We found a relatively low prevalence of overall childhood anaphylaxis in a regional area. The two most common causes of anaphylaxis in this population (food and bites/stings) recorded increased prevalence providing an opportunity for further study. Significant gaps in evidence-based care of anaphylaxis were noted, demonstrating the need for improved recognition and treatment guideline implementation in regional areas.
探讨在 7 年期间,两个地区急诊部门中儿童过敏反应和过敏反应临床特征的流行情况。
回顾性分析 2010 年 1 月 1 日至 2016 年 12 月 31 日期间因过敏反应(根据澳大拉西亚临床免疫学和过敏学会的定义和医生诊断)到急诊就诊的所有(0-18 岁)儿童患者的病历。

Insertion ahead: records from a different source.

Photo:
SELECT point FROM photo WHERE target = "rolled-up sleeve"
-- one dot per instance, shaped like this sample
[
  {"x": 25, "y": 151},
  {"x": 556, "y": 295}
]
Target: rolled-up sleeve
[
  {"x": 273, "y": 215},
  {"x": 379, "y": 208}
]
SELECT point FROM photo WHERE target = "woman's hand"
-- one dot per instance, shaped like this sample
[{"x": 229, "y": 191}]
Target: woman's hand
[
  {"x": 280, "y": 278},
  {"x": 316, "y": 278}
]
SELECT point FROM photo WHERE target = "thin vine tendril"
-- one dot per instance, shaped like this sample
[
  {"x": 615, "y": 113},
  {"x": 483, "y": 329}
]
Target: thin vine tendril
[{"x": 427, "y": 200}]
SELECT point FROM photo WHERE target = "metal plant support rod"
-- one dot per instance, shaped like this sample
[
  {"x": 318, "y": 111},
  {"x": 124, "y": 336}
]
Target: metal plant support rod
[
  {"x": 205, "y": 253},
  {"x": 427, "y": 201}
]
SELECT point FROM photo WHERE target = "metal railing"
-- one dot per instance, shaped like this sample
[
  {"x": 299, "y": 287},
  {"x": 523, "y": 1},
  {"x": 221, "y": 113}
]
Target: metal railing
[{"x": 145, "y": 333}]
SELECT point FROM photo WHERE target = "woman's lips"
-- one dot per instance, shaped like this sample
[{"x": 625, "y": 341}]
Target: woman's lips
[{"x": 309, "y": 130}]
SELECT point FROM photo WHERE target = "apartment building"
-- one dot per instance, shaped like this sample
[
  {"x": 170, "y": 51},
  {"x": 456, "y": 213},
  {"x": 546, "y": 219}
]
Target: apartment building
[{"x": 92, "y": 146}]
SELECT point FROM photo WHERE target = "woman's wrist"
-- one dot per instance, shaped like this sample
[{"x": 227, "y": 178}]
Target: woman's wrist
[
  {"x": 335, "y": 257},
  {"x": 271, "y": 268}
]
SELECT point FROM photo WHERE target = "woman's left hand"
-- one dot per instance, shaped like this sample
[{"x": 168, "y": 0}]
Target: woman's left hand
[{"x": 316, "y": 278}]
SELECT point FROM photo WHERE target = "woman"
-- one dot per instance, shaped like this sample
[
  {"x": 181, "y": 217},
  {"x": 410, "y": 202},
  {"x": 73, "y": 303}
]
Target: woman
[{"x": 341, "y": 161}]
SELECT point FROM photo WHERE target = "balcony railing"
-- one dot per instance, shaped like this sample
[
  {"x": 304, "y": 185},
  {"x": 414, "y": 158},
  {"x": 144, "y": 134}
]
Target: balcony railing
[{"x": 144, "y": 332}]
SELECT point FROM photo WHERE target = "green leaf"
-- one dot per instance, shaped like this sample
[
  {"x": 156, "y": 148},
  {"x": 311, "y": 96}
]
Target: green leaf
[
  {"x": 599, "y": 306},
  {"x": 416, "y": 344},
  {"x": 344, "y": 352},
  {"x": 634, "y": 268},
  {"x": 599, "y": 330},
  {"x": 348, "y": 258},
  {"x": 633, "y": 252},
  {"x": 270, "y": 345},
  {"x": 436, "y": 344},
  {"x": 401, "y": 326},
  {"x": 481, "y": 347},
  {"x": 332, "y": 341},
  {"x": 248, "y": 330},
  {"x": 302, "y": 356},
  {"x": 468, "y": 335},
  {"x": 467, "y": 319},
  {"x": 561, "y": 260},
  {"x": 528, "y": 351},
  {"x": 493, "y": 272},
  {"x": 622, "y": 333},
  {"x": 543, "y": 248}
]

共发现 724 例有过敏诊断的患者,其中 60%被诊断为非过敏反应性过敏反应或未明确的荨麻疹,40%被诊断为过敏反应(n=286)。在研究期间,过敏反应的年患病率保持稳定(M=30.9/10000 例,范围:20.8-48.3/10000)。性别分布均衡,中位年龄为 9.48 岁(四分位距=4-15)。大多数(71%)是通过私人交通工具到达的。23%有过敏反应的既往史。食物触发(44%)是过敏反应最常见的原因。昆虫叮咬/蜇伤占 21%。患者得到了及时评估(平均等待时间=13 分钟),16%的患者接受了肾上腺素注射。26%的患者给予肾上腺素,20%的患者住院治疗。出院时,29%的患者有随访计划,9%的患者接受过敏诊所转诊,6%的患者接受过敏反应行动计划,26%的患者开了肾上腺素自动注射器处方,6%的患者进行了过敏测试。
我们发现一个地区儿童过敏反应的总体患病率相对较低。在该人群中,过敏反应的两个最常见原因(食物和叮咬/蜇伤)的患病率有所增加,这为进一步研究提供了机会。在过敏反应的循证治疗方面存在显著差距,这表明需要在地区层面提高对过敏反应的认识和治疗指南的实施。